La llegada del tripartito al Gobierno de la Generalitat de Catalunya ha avivado un conflicto de intereses que ya llevaba latente desde los últimos años: el modo de repartir los recursos públicos del Estado para que las CC.AA. puedan hacer frente a sus gastos; es decir: el de la financiación autonómica.

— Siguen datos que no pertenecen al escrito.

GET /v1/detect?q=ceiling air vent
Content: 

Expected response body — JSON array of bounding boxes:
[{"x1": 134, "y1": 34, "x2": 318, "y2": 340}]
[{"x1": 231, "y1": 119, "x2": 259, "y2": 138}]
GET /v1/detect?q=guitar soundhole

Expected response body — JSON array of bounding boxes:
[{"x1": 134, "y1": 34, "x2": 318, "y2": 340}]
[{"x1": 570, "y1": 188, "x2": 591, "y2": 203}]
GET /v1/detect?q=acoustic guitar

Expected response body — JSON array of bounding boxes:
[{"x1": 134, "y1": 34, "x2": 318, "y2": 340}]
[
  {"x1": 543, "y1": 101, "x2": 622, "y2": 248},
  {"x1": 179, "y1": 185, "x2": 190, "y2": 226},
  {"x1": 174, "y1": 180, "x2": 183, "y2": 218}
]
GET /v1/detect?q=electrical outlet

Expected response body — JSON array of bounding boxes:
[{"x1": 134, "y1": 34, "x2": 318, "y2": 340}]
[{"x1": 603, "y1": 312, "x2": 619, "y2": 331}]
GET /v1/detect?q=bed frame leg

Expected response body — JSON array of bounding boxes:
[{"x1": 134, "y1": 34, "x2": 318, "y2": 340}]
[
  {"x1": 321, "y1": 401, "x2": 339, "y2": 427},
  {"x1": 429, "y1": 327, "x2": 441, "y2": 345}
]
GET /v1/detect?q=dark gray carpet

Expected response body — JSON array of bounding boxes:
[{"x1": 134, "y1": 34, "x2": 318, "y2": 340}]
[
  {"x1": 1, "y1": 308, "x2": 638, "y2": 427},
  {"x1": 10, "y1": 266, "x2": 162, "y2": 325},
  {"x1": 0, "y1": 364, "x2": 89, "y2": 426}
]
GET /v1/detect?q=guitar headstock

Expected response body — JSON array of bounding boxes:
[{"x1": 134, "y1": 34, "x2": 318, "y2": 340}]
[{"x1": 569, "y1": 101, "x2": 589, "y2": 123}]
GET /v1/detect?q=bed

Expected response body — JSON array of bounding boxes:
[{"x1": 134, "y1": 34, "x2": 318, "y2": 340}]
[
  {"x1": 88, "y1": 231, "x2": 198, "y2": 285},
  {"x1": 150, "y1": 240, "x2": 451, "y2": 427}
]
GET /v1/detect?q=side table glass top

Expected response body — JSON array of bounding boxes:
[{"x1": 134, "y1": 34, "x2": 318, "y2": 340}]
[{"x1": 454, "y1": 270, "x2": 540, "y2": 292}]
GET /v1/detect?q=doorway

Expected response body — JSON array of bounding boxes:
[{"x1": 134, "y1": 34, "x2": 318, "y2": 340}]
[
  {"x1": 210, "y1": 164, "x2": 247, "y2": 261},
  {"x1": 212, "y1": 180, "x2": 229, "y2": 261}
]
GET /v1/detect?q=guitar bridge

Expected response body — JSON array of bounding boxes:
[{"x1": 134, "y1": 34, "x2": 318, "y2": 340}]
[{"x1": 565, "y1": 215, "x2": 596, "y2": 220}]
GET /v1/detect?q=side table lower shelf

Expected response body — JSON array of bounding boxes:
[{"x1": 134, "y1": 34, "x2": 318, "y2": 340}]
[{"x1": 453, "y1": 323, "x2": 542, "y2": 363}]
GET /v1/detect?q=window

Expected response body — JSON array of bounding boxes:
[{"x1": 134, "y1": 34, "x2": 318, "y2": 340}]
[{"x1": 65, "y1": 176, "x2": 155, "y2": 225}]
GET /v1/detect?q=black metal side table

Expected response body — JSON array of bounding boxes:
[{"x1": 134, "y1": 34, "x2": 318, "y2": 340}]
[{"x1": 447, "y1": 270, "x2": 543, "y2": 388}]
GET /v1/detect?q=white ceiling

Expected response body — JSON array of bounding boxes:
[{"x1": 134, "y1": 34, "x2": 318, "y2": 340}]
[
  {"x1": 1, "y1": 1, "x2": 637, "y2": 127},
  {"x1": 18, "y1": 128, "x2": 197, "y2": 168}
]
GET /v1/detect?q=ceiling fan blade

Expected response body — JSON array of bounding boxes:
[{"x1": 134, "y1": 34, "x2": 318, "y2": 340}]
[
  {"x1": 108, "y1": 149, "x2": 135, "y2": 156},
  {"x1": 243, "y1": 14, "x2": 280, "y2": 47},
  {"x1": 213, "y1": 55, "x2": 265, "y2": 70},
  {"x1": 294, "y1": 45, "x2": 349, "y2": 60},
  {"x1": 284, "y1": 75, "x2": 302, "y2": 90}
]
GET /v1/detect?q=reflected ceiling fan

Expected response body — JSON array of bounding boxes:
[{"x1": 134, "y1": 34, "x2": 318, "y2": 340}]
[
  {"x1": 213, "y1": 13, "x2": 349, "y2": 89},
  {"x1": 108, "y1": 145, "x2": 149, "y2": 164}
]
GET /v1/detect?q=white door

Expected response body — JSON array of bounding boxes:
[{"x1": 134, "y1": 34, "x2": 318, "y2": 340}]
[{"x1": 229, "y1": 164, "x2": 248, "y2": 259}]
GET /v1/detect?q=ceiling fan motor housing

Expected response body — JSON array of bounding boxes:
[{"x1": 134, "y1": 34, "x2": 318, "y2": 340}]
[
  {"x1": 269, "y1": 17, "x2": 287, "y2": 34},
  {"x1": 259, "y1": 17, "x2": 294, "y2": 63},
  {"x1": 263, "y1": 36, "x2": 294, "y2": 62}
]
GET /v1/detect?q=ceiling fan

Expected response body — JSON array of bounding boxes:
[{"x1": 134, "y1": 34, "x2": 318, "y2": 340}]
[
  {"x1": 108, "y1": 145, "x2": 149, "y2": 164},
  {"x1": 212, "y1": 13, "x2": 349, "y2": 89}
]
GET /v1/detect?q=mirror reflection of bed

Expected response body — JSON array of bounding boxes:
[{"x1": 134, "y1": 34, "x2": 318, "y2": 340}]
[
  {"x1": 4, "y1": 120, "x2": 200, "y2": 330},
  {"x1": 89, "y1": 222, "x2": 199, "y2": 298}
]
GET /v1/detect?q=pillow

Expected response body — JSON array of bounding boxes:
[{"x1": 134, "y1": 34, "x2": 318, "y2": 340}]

¿Qué es y para qué sirve un
sistema fiscal?

Cualquier comunidad de personas (incluso las de vecinos) tienen que hacer frente a una serie de gastos comunes. Un sistema fiscal debe servir, en principio, para establecer las normas coercitivas de recaudación de recursos privados para dedicarlos a financiar dichos gastos comunes. Detrás de un sistema fiscal existen, por tanto, dos grandes decisiones políticas: en qué gastar y cuánto recaudar de cada cual: son, por tanto, decisiones ideológicas en ningún caso neutrales. La socialdemocracia europea ha utilizado tradicionalmente el sistema fiscal para llevar a cabo acciones de distribución personal de la renta. Se trata, en definitiva, de, a diferencia, por ejemplo, de una comunidad de vecinos, recaudar más del que más tiene y revertir en gasto público más al que menos tiene (mediante la universalización de la enseñanza, la sanidad, el acceso a la vivienda, las transferencias para alcanzar el máximo de igualdad de oportunidades, etc.).
En un Estado descentralizado como el nuestro, la dicotomía recaudación-gasto (y, en definitiva, el objetivo final de redistribución de la renta) se reproduce también desde el punto de vista de las CC.AA.; es decir, que no son únicamente las personas los sujetos activos y pasivos del sistema, sino también las propias CC.AA., estableciendo, en su caso, y según el modelo elegido, un escalón intermedio entre el Estado, en su acepción absoluta, y la persona.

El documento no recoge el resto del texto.